Question: Do Chiropractors Have to Bill Medicare?
Answer: According to the Medicare billing guide (sections 40 thru 40.4); the answer is a resounding Yes. Medicare requires all physicians who have not opted out of Medicare must bill for covered services provided to a Medicare patient, on the behalf of the patient. Even a non par provider not accepting assignment must submit the claim to Medicare on behalf of the patient. It also says that Chiropractors are not qualified as physicians who can opt out of Medicare. So, yes, you have to bill for covered services.
Now let's define covered services. Covered services are defined as those services listed in your Medicare LCD, or Medicare Chiropractic Billing Guide, as being covered by Medicare and are medically necessary. For chiropractic this is 98940, 98941 and 98942, for the time being. Therefore spinal manipulation must be billed to Medicare by the doctor of chiropractic. Any codes other than the three spinal manipulation codes are excluded from being covered when provided by a chiropractor, i.e. exams, x-rays, extraspinal adjustments etc. and are not required to be billed to Medicare unless there is a secondary payer to Medicare who will cover those services.
I had a denial for the examination (99203) of brand new patient.
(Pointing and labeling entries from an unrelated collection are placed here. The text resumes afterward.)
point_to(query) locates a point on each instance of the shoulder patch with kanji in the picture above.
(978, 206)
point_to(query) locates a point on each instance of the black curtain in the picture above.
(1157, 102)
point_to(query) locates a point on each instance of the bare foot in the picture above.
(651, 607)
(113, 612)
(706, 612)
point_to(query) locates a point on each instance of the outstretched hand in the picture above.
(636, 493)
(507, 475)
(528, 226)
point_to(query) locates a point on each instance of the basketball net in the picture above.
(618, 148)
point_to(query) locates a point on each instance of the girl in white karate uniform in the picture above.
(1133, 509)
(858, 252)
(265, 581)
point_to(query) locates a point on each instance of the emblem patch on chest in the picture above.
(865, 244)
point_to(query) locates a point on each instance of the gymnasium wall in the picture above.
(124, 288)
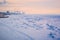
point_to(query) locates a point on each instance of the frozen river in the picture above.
(30, 27)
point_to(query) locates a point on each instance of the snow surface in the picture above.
(30, 27)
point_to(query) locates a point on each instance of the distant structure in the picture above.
(3, 2)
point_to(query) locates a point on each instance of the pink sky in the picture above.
(33, 6)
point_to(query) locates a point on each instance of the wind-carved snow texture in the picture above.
(30, 27)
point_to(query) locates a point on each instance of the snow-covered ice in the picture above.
(30, 27)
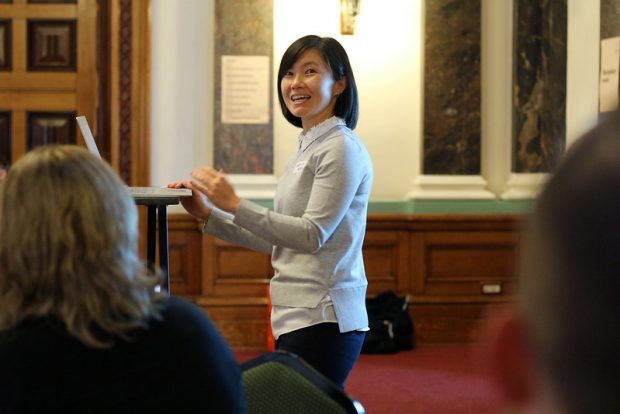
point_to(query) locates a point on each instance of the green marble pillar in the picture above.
(452, 87)
(539, 85)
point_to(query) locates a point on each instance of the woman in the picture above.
(81, 326)
(316, 230)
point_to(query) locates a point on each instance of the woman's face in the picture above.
(309, 89)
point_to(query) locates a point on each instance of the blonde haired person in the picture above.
(82, 328)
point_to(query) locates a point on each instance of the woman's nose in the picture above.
(297, 81)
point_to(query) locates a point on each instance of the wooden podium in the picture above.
(157, 230)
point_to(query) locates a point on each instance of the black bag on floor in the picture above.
(391, 329)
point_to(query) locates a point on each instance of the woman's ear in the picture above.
(339, 86)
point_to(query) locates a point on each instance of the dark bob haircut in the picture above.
(335, 56)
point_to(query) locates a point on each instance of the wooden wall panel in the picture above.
(441, 262)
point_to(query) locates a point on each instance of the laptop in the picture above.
(137, 192)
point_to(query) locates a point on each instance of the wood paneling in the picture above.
(442, 262)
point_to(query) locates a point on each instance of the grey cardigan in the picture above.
(317, 228)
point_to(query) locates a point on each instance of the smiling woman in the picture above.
(315, 233)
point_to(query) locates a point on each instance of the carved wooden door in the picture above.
(48, 73)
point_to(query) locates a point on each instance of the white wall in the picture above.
(386, 55)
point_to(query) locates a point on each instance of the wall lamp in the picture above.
(349, 9)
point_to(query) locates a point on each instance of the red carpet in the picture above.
(442, 380)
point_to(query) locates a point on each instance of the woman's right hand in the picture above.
(196, 205)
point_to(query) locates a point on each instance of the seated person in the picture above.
(557, 351)
(82, 327)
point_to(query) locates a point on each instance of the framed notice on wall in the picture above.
(243, 127)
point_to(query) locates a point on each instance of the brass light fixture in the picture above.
(349, 9)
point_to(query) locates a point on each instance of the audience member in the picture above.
(557, 352)
(82, 328)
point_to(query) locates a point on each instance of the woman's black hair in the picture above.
(347, 106)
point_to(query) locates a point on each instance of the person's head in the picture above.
(560, 349)
(68, 247)
(316, 82)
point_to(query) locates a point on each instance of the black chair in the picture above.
(281, 382)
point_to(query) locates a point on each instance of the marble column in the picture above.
(452, 87)
(539, 85)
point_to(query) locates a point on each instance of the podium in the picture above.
(157, 231)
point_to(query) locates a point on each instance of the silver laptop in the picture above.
(136, 192)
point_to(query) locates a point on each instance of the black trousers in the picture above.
(323, 346)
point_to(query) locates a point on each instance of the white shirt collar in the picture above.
(314, 133)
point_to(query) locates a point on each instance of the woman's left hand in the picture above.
(216, 187)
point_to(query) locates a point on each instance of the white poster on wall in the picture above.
(610, 63)
(245, 89)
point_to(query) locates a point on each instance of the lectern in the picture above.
(157, 230)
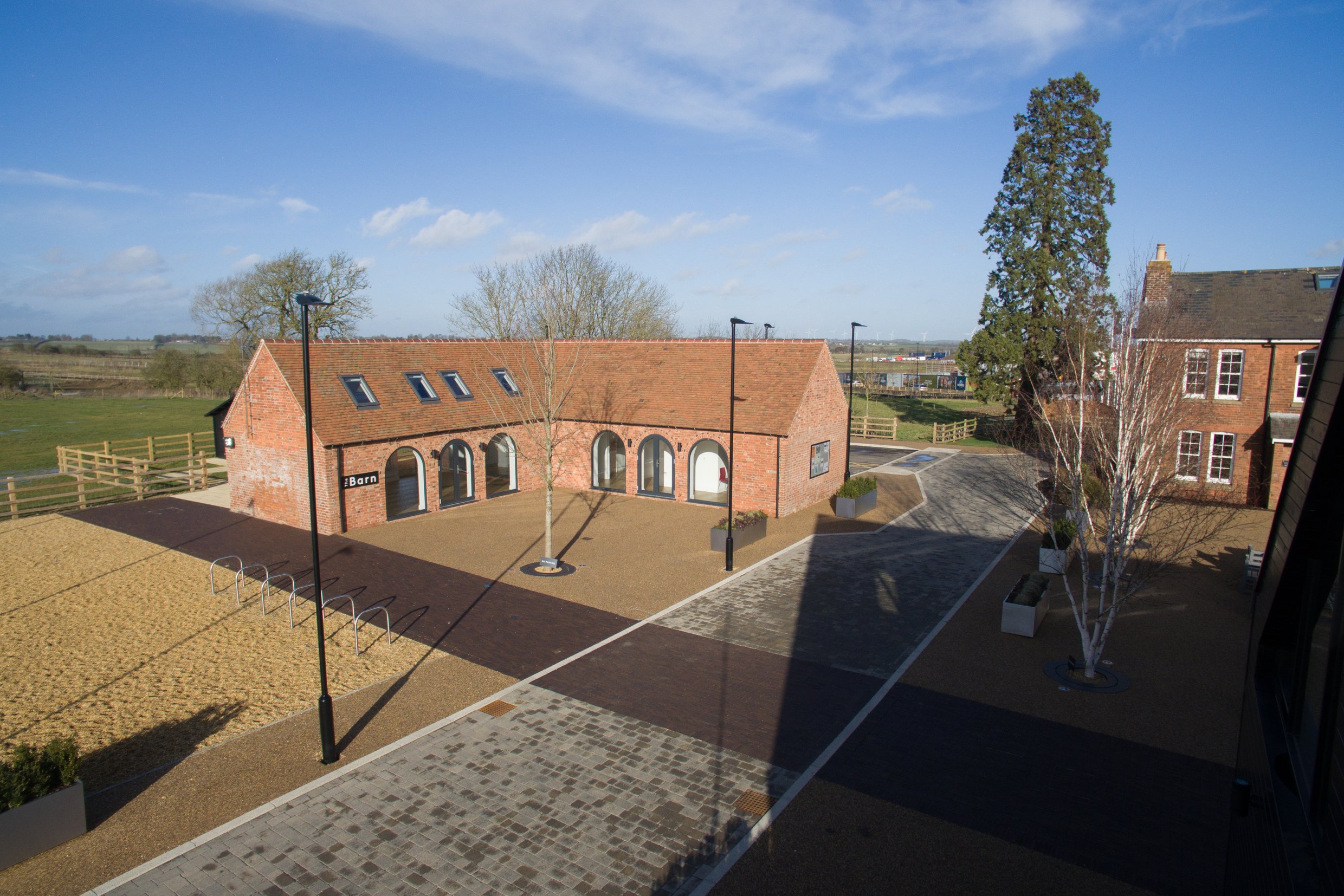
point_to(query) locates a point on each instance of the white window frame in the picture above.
(1214, 456)
(1182, 455)
(506, 381)
(1195, 354)
(1300, 391)
(1230, 356)
(354, 382)
(424, 381)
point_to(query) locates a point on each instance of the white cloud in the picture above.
(1334, 250)
(456, 228)
(732, 65)
(733, 287)
(389, 220)
(521, 245)
(293, 206)
(902, 199)
(43, 179)
(133, 258)
(629, 230)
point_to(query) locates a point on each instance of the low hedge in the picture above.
(857, 486)
(742, 520)
(1059, 536)
(31, 773)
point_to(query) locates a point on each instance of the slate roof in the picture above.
(1283, 427)
(671, 383)
(1250, 304)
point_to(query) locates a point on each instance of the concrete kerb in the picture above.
(764, 824)
(461, 713)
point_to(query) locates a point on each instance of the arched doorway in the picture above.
(709, 469)
(609, 463)
(500, 466)
(455, 473)
(656, 466)
(405, 483)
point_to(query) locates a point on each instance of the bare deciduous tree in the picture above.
(592, 298)
(257, 304)
(1107, 426)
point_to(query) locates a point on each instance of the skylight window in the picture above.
(359, 391)
(455, 383)
(506, 381)
(422, 388)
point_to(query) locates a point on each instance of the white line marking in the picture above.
(764, 824)
(430, 729)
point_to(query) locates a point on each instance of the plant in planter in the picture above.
(857, 497)
(41, 800)
(1026, 605)
(748, 527)
(1057, 546)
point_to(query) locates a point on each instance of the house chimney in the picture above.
(1158, 281)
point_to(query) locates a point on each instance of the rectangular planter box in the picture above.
(1056, 562)
(42, 824)
(741, 538)
(1018, 618)
(854, 508)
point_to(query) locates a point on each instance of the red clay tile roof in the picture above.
(673, 383)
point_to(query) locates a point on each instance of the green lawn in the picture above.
(31, 429)
(917, 415)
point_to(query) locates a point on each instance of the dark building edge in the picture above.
(1287, 832)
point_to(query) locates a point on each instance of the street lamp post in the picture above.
(850, 421)
(326, 723)
(733, 391)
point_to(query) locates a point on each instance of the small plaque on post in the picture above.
(358, 479)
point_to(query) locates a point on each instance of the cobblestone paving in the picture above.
(864, 602)
(557, 796)
(562, 796)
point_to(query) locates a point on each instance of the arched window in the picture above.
(656, 466)
(609, 463)
(709, 469)
(405, 483)
(455, 473)
(500, 466)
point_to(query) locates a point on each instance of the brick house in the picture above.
(1249, 342)
(412, 426)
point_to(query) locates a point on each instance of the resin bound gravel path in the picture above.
(625, 770)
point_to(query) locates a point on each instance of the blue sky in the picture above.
(799, 163)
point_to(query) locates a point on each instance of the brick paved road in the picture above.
(564, 794)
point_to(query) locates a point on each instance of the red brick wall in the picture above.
(269, 480)
(1245, 417)
(823, 415)
(268, 469)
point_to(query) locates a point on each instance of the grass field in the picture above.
(31, 429)
(917, 415)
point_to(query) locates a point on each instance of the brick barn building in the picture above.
(1249, 342)
(412, 426)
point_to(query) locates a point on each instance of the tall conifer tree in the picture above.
(1048, 233)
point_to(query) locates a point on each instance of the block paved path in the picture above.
(622, 770)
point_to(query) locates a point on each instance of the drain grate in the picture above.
(754, 802)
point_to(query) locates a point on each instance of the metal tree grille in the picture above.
(754, 802)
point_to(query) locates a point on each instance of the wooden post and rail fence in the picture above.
(115, 471)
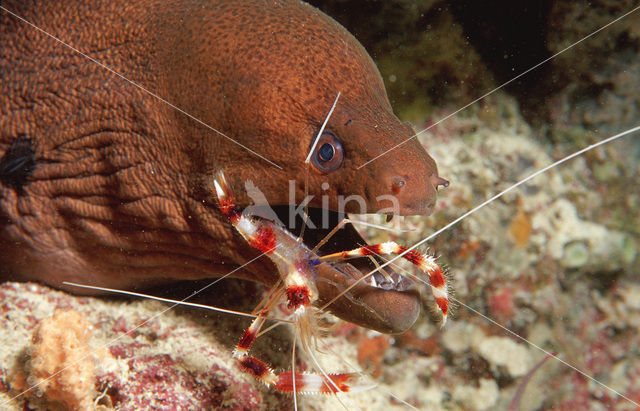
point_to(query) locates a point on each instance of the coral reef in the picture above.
(61, 364)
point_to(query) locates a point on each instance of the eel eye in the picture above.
(329, 154)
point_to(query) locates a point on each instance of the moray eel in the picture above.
(108, 152)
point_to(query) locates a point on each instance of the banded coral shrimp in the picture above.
(470, 249)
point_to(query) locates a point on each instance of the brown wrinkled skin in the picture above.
(121, 195)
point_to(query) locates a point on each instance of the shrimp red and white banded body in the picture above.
(297, 265)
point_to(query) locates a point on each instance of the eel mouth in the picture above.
(389, 304)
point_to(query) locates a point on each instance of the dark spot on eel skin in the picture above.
(122, 192)
(17, 163)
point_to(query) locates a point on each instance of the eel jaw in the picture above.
(376, 303)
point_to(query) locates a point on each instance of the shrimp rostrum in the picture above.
(298, 288)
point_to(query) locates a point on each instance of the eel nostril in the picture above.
(438, 181)
(397, 184)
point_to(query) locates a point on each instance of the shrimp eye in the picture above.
(329, 154)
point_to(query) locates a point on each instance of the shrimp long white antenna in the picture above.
(485, 203)
(324, 124)
(306, 161)
(169, 300)
(518, 336)
(501, 86)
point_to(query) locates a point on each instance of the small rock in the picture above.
(501, 351)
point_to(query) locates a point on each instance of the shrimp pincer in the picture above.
(298, 266)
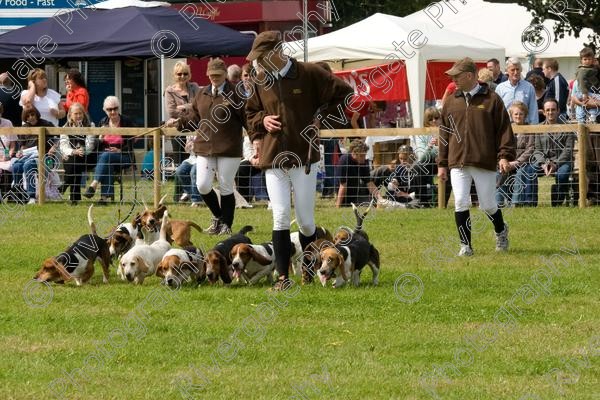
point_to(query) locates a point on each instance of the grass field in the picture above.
(521, 325)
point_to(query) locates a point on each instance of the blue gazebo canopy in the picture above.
(123, 32)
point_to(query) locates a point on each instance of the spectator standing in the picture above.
(356, 185)
(12, 109)
(519, 185)
(516, 88)
(45, 100)
(76, 90)
(25, 167)
(74, 149)
(494, 66)
(557, 87)
(476, 116)
(588, 81)
(554, 154)
(234, 74)
(178, 103)
(540, 94)
(537, 69)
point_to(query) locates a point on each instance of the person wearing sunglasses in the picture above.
(115, 151)
(40, 96)
(178, 98)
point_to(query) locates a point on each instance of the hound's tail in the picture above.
(91, 220)
(164, 226)
(245, 230)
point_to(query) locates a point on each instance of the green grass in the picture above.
(351, 343)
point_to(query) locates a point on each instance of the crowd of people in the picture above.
(227, 154)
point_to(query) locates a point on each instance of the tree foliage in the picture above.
(571, 16)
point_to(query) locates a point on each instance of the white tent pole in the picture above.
(164, 117)
(416, 70)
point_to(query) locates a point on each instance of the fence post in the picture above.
(583, 134)
(442, 184)
(156, 162)
(41, 189)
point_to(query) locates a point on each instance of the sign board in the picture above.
(18, 13)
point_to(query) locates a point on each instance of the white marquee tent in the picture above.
(503, 24)
(379, 39)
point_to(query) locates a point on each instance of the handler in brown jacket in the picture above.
(475, 136)
(219, 122)
(289, 100)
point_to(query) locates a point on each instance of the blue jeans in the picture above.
(504, 191)
(108, 163)
(185, 179)
(563, 173)
(525, 190)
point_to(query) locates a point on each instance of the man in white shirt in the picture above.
(516, 88)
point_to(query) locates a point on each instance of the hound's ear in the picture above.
(137, 220)
(223, 270)
(161, 269)
(160, 211)
(234, 251)
(341, 266)
(259, 258)
(142, 264)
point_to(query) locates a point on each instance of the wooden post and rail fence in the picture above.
(582, 131)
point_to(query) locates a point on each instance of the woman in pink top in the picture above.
(76, 90)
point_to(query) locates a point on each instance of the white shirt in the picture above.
(44, 104)
(283, 71)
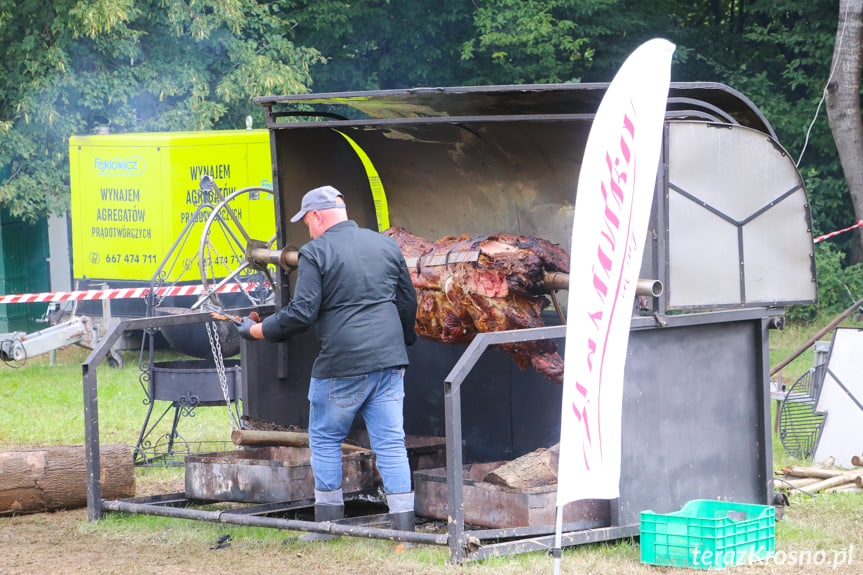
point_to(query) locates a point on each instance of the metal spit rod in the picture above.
(287, 259)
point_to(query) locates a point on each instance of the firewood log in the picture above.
(837, 480)
(799, 482)
(534, 469)
(811, 472)
(251, 437)
(40, 479)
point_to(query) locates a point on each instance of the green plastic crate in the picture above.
(708, 534)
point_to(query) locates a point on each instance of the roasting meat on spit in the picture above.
(469, 285)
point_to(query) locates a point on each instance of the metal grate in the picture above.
(167, 453)
(799, 424)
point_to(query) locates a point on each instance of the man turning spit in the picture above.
(353, 285)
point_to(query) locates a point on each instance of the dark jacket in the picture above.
(353, 285)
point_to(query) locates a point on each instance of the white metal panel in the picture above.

On the EOB it stated that “the service billed is included in another procedure billed the same day.” I do not understand this denial as I am required to do an exam to determine the condition of my patient and formulate a treatment plan. I did perform an chiropractic treatment in the same visit, but that code was for my specific manipulation service. Are they right, do I not get paid for an exam when I bill it with treatment? If not, what did I do wrong and how can I get my examination paid?
You are correct in that you must perform an examination to determine the patient’s condition and course of care plan. But a common error when billing for an examination the same day as treatment is to not include the modifier -25 on the exam code (in this case 99203-25). This modifier is certification that a significant, separately identifiable evaluation and management service (examination) was performed the same day.
The reason this modifier must be applied is that all chiropractic manipulation codes have an included component that is a pre-service, intra-service and post-service, assessment. This assessment is for the typical short history and evaluation done on each visit, prior to and after the day’s treatment. This assessment is not intended as the more extensive evaluation done on the first visit and re-examinations. It is for this reason that an examination (evaluation and management code) is not to be billed on every visit.
To correct this claim you must resubmit the billing with the proper modifier (25) so it will be separately reimbursed. Including a copy of the examination with the re-billing is also useful, as will avoid further delays should the insurance want to view the record of the separate examination.